Da ja noch ein bißchen Zeit hin ist, meine Frage schon heute an alle Boardies 
*"Wer ist im September in Florida"?*

Vielleicht schaffen wir ja mal einen Florida-Anglerboard-Treff!:vik:


----------



## guifri (2. Juni 2008)

*AW: Wer ist im September in Florida????*

hallo....


ich, ich, ich |wavey:|wavey::vik::vik:#6:g















ach neee...doch nicht. es sei denn, meine frau verlässt mich, stellt keine unterhaltsforderungen und gibt mir ne kleine abfindung. aber das will ich dann eigentlich auch nicht, so dass lediglich mein geist mit euch sein wird


----------



## Volker2809 (3. Juni 2008)

*AW: Wer ist im September in Florida????*

Jawohl, wir sind auch im September für 3 Wochen in sunny und fishy Florida! #g 

http://img207.*ih.us/img207/2101/flooq7.png


----------



## Nick_A (4. Juni 2008)

*AW: Wer ist im September in Florida????*

Ich darf übrigens auch mit ***LACH*** :q

@ Volker #h

was habt Ihr denn genau in Ft.
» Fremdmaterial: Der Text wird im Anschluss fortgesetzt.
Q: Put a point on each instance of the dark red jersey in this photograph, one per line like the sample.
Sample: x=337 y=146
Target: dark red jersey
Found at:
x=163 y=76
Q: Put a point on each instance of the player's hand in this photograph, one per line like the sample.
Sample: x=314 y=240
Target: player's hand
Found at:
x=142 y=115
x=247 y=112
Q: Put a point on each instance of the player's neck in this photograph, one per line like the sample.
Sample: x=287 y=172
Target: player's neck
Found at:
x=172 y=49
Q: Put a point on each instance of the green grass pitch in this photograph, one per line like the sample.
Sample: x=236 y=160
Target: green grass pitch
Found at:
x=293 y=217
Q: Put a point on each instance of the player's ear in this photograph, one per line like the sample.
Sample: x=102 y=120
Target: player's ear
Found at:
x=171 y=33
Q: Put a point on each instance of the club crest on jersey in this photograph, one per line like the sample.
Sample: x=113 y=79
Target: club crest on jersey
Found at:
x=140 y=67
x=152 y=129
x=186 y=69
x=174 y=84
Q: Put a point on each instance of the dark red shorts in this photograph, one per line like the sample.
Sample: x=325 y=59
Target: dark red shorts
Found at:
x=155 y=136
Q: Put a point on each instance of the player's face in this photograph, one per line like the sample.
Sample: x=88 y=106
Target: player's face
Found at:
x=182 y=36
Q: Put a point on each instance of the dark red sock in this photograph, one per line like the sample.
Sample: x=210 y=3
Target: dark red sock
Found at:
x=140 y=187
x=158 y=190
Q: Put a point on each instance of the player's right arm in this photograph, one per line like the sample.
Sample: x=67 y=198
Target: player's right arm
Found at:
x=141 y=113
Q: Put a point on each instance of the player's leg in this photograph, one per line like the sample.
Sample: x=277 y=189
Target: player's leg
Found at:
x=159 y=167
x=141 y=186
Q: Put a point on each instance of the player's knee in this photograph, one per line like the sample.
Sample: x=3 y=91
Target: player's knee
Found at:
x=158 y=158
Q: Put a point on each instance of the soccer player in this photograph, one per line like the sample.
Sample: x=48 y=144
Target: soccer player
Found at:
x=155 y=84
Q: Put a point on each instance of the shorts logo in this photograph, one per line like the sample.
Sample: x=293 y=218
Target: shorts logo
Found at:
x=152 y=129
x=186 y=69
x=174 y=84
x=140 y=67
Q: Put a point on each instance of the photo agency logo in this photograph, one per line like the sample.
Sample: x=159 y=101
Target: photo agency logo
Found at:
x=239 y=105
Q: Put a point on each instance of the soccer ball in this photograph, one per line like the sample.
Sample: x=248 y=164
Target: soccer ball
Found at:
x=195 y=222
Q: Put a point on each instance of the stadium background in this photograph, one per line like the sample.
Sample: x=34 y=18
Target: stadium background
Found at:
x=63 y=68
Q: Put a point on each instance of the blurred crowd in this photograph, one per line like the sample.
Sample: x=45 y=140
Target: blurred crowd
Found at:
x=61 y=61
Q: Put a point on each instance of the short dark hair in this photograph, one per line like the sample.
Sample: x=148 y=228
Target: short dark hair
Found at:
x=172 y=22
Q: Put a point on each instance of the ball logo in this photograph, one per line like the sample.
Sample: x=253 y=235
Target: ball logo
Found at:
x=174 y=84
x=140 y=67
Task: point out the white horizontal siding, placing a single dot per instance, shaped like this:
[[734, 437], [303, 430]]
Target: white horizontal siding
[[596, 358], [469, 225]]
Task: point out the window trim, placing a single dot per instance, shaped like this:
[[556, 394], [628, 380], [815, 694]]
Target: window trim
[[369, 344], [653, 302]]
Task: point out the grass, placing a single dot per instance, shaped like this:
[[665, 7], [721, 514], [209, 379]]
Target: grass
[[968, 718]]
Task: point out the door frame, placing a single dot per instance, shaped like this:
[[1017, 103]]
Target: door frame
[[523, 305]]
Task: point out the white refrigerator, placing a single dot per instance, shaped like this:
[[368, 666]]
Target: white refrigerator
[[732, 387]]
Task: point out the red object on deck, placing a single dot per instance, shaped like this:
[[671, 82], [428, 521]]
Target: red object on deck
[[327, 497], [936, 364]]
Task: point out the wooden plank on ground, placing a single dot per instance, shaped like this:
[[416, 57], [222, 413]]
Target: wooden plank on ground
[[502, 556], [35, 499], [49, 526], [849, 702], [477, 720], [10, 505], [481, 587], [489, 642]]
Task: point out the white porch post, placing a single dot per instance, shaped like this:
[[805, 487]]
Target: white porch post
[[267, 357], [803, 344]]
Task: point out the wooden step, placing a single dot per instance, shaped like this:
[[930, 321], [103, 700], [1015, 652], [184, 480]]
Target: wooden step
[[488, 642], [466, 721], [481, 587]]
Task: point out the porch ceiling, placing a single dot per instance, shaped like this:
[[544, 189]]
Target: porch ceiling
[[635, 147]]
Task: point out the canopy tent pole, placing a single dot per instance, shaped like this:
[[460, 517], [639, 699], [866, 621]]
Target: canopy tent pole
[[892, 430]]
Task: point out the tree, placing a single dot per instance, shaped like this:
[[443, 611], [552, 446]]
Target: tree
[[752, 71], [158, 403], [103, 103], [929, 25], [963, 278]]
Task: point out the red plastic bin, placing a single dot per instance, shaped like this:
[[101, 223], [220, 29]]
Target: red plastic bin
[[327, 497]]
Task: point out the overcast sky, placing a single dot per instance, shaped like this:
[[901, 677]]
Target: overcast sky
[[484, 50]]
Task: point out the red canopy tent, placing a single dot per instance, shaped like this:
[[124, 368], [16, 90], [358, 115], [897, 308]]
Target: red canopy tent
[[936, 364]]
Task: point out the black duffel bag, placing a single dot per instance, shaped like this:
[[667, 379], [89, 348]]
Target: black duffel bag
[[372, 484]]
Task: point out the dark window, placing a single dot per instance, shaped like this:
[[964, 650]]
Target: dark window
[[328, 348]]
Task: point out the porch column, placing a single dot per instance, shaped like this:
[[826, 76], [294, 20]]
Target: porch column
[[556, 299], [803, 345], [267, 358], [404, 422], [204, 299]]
Myers vor ?

- Guiding ?
- Boot ausleihen ?
- Kuttertour ?
- Oder Stegangeln ?

Gruß #h
Robert

@ Guido

Du bist schon wirklich ´n gaaaanz armer Tropf 

Wir werden dann mit ´nem eiskalten Budweiser (natürlich kein Bud light  ) auf Dich anstoßen und gaaanz doll an Dich denken ! :Q


----------



## Volker2809 (5. Juni 2008)

*AW: Wer ist im September in Florida????*



> @ Volker #h
> 
> was habt Ihr denn genau in Ft. Myers vor ?
> 
> ...


 
Guiding eher nicht. Das würde ich dann eher auf den Keys machen. 
Boot könnten wir ggf. gemeinsam für ein paar Tage machen, wenn es zeitlich passt. Ansonsten mit Sicherheit vom Fishing Pier in Fort Myers Beach #6. Der liegt etwa 1 Minute Fahrzeit von unserem Haus entfernt. Dann sicher auch mal eine Nacht-Tour mit nem Kutter zum Spaßangeln #:. Hinter unserem Haus soll man auch direkt vom Ufer angeln können mit wunderschöner Aussicht. Bin mal gespannt. 
Ansonsten werden wir in Fort Myers den Bass Pro Shop leer kaufen :vik: und all die anderen Outlets in der Umgebung :q.
Ich will dann auch nochmal ins IGFA-Museum und einen Halb-Tages-Ausflug an den Lake Toho auf Schwarzbarsch machen. Das werden wir aber mit der Weiterfahrt nach Orlando verbinden. Ich freu mich schon tierisch auf Florida! #6


----------



## guifri (5. Juni 2008)

*AW: Wer ist im September in Florida????*

hallo ihr lieben,

ich empfehle euch wirklich ein guiding auch in ft. myers, weil laut meinem guide die tarpons bis ca. oktober vor ort sind..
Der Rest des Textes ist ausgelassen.